Artificial Intelligence and Civil Engineering
27 November, 2021
Juan Chiachío and Manuel Chiachío
The most advanced countries are seeing the onset of a new industrial revolution brought about by digital technologies such as artificial intelligence, remote sensing and robotics. The civil engineering industry, which comprises the construction and management of large infrastructures (roads, railways, bridges, power plants, dams, ports, etc.), is being part of this revolution, due to the relatively low cost of digitalisation technologies in relation to the huge construction and management costs of the infrastructures.

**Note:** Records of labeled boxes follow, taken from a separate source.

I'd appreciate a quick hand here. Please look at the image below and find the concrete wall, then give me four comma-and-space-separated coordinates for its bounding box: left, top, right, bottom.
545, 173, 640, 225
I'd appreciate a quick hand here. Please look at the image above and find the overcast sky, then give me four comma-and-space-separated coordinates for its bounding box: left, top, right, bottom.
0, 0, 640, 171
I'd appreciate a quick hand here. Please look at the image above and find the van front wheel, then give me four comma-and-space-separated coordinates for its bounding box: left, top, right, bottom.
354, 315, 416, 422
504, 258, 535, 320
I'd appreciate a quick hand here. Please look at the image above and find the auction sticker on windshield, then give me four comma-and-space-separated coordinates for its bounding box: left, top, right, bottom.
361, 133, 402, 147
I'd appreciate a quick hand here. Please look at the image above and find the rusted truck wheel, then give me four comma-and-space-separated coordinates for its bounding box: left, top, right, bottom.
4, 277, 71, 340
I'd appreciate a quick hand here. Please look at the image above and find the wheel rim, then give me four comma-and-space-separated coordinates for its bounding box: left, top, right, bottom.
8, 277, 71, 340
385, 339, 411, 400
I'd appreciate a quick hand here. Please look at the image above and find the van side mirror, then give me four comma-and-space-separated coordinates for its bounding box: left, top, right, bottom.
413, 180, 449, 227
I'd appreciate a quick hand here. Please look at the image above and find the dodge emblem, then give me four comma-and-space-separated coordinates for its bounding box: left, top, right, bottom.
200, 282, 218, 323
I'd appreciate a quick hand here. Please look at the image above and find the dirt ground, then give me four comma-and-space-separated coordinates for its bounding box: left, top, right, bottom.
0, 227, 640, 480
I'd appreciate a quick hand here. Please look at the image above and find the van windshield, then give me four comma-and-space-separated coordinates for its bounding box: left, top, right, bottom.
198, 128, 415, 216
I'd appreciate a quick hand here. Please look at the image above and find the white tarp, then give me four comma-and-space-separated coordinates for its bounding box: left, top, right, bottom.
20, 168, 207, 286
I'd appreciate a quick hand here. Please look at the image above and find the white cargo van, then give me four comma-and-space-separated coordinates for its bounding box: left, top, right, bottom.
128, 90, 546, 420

The amount of real-time data and information coming from monitored infrastructures is expected to increase exponentially in the coming decades. This information has the potential to reduce by billions the national expenditure on infrastructure operation and maintenance. Furthermore, it is speculated that these data will change the way in which 21st century infrastructures are designed, built and operated.
However, although a significant progress is being carried out in this direction, we are not yet in such a state of data abundance that will allow an autonomous and predictive management of infrastructures as ciber-physical entities. The complexity, the enormous size, as well as the variability and uncertainty inherent to the behaviour of infrastructures, make the acquisition of relevant data for accurate prognostics a challenge in itself. In the meantime, state-of-the-art methodologies such as physics-enriched artificial intelligence are emerging as candidates to fill this initial “data gap”.
In particular, over the last century, civil engineering has greatly benefited from the theoretical and scientific advances carried out in the fields of Mechanics, Hydraulics, Electricity, Geotechnics, etc. Emerging tools such as the Physics-Informed Artificial Neural Networks have the potential to exploit all this valuable scientific knowledge to reliably predict the medium and long-term behaviour of our infrastructures, and thereby, their degradation and maintenance needs.
Subsequently, in a future scenario of data abundance, these data will not only be valuable to make long-term predictions that have not been possible so far. Also, these will be useful to improve the available physics-based models and even to discover new scientific knowledge based on them.
In this context, the aim of DaSCI in this research field is to contribute to this revolution by working at the interface between civil engineering and artificial intelligence, and leading at an academic level the development of groundbreaking methodologies for the civil engineering industry of the 21st century.